In order to surpass TSMC, Samsung must not lag behind in capital expenditures. From 2018 to 2021, Samsung’s capital expenditures were far higher than TSMC’s, but more of it was invested in memory. Although investments in the chip foundry business grew rapidly, they were still less than half of what TSMC invested.

This is also one of the difficulties that Samsung faces in implementing its plan. Samsung not only needs to occasionally use price wars to suppress memory chip manufacturers but also needs to catch up with TSMC in the wafer foundry field. In the past, wafer foundry could rely on the profits of memory chips to support it. Now that memory chips themselves are losing money, they have become a burden on the company, and Samsung Electronics also has to rely on its sister companies to maintain normal operations under huge investments.

In addition, the internal management chaos of Samsung Electronics is also a cause for concern. Following last year’s rumors of internal fighting and falsifying yield rates, Samsung Electronics experienced three data breaches after introducing ChatGPT in March this year.

Nevertheless, the demand for AI is still a great hope for Samsung to surpass TSMC.

According to foreign media reports, Samsung’s semiconductor foundry division has begun to manufacture NPU chips named Warboy for FuriosaAI, a local Korean company that does not have its own wafer fab. In addition to FuriosaAI, another Korean start-up, Rebellions, which focuses on AI semiconductor design, will also use Samsung Electronics’ 5nm process technology to manufacture their chips.

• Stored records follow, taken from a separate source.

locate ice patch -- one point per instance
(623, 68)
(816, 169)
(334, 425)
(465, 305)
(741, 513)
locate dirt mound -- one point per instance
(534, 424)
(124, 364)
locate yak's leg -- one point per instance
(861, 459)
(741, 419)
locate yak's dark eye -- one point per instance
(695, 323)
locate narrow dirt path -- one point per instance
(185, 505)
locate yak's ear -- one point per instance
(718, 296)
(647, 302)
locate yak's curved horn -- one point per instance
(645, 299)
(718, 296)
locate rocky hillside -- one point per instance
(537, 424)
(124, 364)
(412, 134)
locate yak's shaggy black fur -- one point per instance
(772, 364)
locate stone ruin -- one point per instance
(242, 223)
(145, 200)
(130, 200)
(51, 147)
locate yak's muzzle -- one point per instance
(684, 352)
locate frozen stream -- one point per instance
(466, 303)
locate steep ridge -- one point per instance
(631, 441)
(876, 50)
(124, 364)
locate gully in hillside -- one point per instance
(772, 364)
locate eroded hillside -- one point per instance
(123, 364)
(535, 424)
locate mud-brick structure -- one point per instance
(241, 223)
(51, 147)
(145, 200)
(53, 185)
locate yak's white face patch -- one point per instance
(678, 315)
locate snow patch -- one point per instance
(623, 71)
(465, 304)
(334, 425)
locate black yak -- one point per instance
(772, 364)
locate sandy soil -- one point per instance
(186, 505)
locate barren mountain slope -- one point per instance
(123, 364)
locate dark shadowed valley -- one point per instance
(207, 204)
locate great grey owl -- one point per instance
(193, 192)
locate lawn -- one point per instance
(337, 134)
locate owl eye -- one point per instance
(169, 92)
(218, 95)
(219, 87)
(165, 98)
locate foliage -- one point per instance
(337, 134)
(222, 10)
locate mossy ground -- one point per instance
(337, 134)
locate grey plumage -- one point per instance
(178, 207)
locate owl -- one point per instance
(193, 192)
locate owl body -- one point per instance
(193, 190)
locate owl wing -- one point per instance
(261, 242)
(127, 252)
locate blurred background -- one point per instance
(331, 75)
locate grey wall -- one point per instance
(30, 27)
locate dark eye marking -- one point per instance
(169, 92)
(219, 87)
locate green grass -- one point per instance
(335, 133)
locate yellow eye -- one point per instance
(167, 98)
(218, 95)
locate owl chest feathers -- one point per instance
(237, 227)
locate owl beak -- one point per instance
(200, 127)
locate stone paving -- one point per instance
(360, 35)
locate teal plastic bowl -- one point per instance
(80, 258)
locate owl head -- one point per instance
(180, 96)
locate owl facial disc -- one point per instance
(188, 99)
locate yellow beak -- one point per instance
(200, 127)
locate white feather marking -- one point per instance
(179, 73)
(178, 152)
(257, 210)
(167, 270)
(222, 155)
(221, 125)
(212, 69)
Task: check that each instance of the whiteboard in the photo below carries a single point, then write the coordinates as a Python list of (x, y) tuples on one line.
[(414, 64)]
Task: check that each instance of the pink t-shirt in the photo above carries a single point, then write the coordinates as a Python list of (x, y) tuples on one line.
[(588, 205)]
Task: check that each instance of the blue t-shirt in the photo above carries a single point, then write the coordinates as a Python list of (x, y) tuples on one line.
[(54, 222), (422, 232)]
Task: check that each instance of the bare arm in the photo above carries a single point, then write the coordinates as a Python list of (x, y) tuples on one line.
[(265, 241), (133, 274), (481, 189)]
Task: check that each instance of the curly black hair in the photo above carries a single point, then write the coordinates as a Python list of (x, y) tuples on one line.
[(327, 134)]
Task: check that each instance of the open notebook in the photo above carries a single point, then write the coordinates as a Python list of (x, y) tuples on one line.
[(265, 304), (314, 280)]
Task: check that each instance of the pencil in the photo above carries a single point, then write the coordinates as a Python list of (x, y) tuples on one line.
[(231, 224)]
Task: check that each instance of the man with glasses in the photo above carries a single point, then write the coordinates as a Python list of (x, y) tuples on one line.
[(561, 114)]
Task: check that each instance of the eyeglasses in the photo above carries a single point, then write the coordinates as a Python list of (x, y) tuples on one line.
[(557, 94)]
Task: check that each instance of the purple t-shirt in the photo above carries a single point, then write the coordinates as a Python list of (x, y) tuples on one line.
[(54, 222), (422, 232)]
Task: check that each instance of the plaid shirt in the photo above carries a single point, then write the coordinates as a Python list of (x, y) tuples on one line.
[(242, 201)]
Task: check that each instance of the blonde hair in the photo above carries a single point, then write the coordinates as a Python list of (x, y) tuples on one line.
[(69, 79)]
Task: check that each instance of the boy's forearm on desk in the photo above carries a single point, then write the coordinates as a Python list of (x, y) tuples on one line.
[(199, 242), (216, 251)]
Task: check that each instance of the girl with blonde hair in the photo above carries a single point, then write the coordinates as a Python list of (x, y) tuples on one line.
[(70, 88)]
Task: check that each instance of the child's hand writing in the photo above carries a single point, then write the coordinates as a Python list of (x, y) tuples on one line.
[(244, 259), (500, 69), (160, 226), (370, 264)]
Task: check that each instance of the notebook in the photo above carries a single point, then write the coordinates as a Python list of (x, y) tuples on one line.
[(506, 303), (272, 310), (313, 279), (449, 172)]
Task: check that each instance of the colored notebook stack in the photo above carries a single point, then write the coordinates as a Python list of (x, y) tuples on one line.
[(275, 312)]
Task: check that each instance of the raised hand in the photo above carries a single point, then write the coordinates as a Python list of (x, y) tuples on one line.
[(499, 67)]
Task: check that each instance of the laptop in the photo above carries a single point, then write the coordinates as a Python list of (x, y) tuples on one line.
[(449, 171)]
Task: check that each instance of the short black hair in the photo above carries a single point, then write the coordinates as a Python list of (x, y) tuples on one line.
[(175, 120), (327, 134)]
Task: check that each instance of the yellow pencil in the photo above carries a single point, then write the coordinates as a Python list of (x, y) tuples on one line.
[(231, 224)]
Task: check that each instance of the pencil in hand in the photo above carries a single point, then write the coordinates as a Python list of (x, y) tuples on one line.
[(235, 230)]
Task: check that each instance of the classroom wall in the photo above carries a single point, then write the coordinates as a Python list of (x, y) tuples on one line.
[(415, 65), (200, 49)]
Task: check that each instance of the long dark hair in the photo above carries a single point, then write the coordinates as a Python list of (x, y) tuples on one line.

Although the order volume for these companies is very small, it represents a major trend in the current semiconductor industry: the consumer electronics market continues to be weak, and the demand for AI is growing steadily.

As Google launches Bard, Baidu releases Wenxin Yiyan, and Microsoft integrates ChatGPT into Bing, more and more tech giants are preparing to join the AI big model rush.

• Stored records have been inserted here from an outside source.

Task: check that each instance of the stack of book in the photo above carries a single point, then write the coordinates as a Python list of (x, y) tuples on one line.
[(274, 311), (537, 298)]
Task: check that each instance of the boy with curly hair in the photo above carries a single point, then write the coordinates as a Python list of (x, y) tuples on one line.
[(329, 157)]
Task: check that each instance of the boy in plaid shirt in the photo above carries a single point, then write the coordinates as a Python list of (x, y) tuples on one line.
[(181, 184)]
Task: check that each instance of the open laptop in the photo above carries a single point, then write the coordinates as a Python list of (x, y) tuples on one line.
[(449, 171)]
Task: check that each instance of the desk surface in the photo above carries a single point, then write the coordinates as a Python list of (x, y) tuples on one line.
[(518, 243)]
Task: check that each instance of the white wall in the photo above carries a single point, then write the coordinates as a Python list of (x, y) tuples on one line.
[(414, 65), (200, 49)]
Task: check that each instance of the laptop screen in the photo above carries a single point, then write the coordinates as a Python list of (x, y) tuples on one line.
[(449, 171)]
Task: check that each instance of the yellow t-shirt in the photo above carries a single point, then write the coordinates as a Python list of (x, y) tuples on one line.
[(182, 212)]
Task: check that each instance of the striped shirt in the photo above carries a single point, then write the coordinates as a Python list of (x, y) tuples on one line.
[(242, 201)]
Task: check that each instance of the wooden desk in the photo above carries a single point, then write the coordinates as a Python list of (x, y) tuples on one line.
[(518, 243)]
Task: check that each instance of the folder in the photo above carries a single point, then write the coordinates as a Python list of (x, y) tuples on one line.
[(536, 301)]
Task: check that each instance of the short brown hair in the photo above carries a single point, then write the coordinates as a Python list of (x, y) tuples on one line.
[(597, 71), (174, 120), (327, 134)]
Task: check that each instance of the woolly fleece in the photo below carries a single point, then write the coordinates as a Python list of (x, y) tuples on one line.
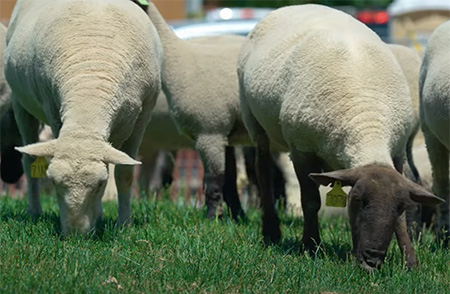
[(434, 87), (90, 70), (339, 95)]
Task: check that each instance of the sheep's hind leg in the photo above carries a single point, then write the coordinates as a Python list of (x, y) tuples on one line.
[(212, 152), (304, 164), (439, 158), (146, 171), (230, 192), (264, 175), (29, 130)]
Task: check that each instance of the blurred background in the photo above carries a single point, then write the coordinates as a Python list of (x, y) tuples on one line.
[(406, 22)]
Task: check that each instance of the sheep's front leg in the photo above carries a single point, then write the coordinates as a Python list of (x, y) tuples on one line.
[(405, 242), (304, 164), (124, 173), (146, 171), (29, 130), (439, 159), (212, 152), (230, 187)]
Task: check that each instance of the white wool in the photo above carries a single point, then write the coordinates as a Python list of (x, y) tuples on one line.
[(4, 88), (434, 87), (339, 95), (91, 71), (409, 61)]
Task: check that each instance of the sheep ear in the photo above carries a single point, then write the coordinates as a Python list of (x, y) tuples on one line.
[(43, 149), (114, 156), (421, 195), (348, 177)]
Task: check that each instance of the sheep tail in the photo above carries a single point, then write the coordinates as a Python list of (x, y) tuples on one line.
[(165, 32)]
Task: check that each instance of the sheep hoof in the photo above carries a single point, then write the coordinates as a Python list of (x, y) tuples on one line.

As with all gold rushes in history, those who sell shovels are guaranteed to make a profit.

In the AI boom triggered by ChatGPT, although orders from major customers such as Nvidia have flowed to TSMC, some industry insiders point out that the foundry market may rapidly grow as global companies rush to enter the AI industry. Even Nvidia may also divert some of its orders to Samsung Electronics in the future to ensure production capacity.

Of course, distant water cannot quench immediate thirst. The memory chip market has not yet bottomed out, and the wafer foundry business has not yet regained customer trust. Over the next few quarters, the pressured semiconductor business will still be the biggest burden on Samsung Electronics’ performance.